Benita Monarrez, with her granddaughter, says there has been no justice in the 2001 killing of her daughter, Laura.
Benita Monarrez, with her granddaughter, says there has been no justice in the 2001 killing of her daughter, Laura. (By Sylvia Moreno -- The Washington Post)

Some murder suspects are believed to have been framed as scapegoats and remain in jail, including the cousin of a girl from Chihuahua who was killed in May 2003, thousands of miles from where the cousin lived.

But some attempts have been made to rectify such abuses by the criminal justice system. One was the dismissal of charges against Victor Javier Garcia Uribe, who had been convicted in the campo algodonero murders and sentenced to 50 years in prison.

Garcia was convicted of being a serial murderer despite evidence that he had been tortured into confessing, testimony from a forensics expert that he was ordered to plant false evidence and witnesses who said police threatened them into giving false statements.

In June, Garcia's case was thrown out by the State Supreme Court for lack of evidence. He was released after 3 1/2 years in prison, where his co-defendant, Gustavo Gonzalez Mesa, died in 2003 following a routine medical operation. One of their attorneys was killed by Juarez police in 2002.

"Our obligation now is to look at the leads that four mothers have given us," Gonzalez said. "They had previously presented that information but had been ignored."

She said her office, as well as that of the deputy attorney general in charge of Juarez prosecutions, has been trying to establish relationships with victims' families. But after years of disregard, neglect and coverups, winning their trust will be a difficult task, other experts said.

"These families are very, very damaged and must be treated very gently," said Mercedes Doretti, one of the Argentine forensic anthropologists who has been reconstructing investigative files, collecting DNA samples and working with dozens of families. "They really believe that because they are among the poorest, and have the least means, that nobody cares about them," she said.

This month, those samples and pieces of bones from 54 cadavers were sent to a laboratory in Virginia that analyzed the DNA of the remains of the victims of the Sept. 11, 2001, terrorist attacks.

In a recent report, the Washington Office on Latin America, a human rights group, said that hiring the forensic experts was a positive change from the "shortcomings" in Mexico's efforts to solve the Juarez and Chihuahua murders. The report called it "an important step in alleviating families' anguish and uncertainty" and "guaranteeing their rights to truth and justice."

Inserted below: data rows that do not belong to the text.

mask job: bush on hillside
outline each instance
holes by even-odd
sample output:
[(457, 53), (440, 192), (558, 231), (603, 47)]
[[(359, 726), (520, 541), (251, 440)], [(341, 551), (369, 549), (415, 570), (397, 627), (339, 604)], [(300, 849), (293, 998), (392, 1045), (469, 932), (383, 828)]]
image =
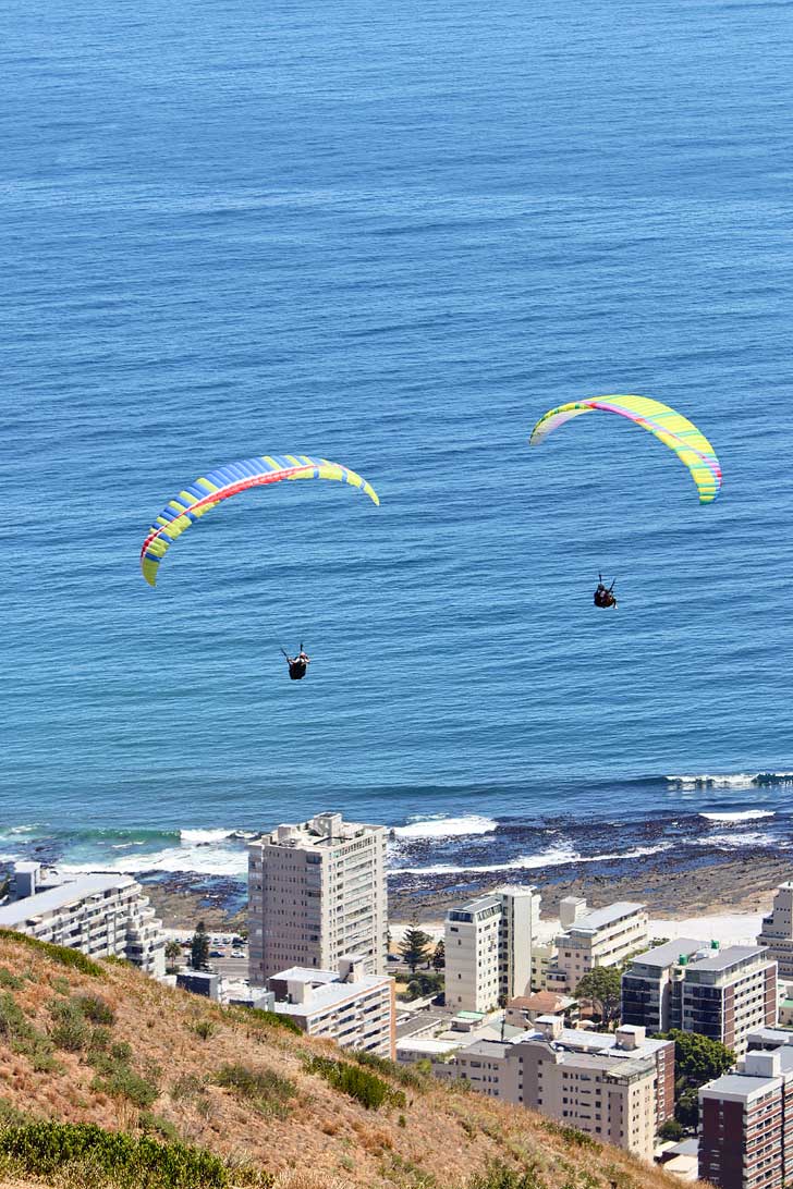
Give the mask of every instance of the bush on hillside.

For Benita Monarrez, the path to justice for her daughter's murder has been fraught with agony and grief. Four years ago, when the eight bodies were found at the campo algodonero, she said she was not allowed to view the corpses and make a positive identification. The authorities, she recounted, said they were convinced by information she had provided that one of the bodies was her daughter and that they wanted to protect her from the awful sight.

Later, Monarrez said, she begged to be given her daughter's remains and finally received them in March 2002. By then, however, all that was left was a bag of bones, suggesting how carelessly officials had preserved them.

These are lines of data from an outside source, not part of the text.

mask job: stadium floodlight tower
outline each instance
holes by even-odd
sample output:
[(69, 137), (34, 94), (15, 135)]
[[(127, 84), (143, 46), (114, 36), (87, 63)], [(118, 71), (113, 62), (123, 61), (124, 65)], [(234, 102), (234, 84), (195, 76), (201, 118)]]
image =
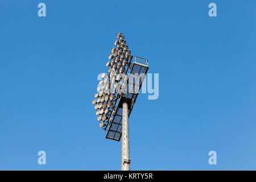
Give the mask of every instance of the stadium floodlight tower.
[(122, 33), (117, 37), (106, 64), (109, 73), (101, 75), (92, 103), (100, 126), (108, 131), (106, 138), (119, 141), (122, 136), (121, 170), (130, 171), (129, 118), (148, 69), (148, 61), (131, 54)]

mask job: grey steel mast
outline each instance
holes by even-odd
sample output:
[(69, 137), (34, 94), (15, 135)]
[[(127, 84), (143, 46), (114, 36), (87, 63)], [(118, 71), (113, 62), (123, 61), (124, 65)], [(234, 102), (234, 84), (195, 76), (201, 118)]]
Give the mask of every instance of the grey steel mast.
[(119, 141), (122, 136), (121, 170), (130, 171), (129, 118), (148, 69), (148, 61), (131, 55), (122, 33), (117, 37), (116, 47), (111, 49), (110, 61), (106, 64), (109, 74), (102, 75), (92, 103), (100, 126), (108, 129), (106, 138)]

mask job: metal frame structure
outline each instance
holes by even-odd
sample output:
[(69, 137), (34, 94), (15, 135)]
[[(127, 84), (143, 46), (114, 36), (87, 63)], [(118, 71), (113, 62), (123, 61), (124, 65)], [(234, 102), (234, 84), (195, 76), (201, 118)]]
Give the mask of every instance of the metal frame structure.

Monarrez cremated her daughter's remains, and last year she spread the ashes at a beach in the Pacific Coast city of Mazatlan in southern Mexico. But she kept one piece of the clavicle and sent it to a laboratory in San Francisco for a DNA analysis that cost her $1,200. She was told the remains were likely that of her daughter, but that only another costly test would give her a 99 percent certain answer. Out of money, she gave up her quest.

"I still have doubts that that is my daughter, but I don't know," she said. "Maybe I don't want to know."

Like the other mothers of the victims of the campo algodonero, Monarrez never believed Uribe was the girls' killer. She kept badgering authorities until about a year ago, when she gave up, emotionally exhausted.

"Now we're at zero again, and I don't know if they're investigating or not. But I don't believe in the law anymore," Monarrez said. " I believe in the law from up above. There, everyone pays and whoever killed my daughter, he will pay."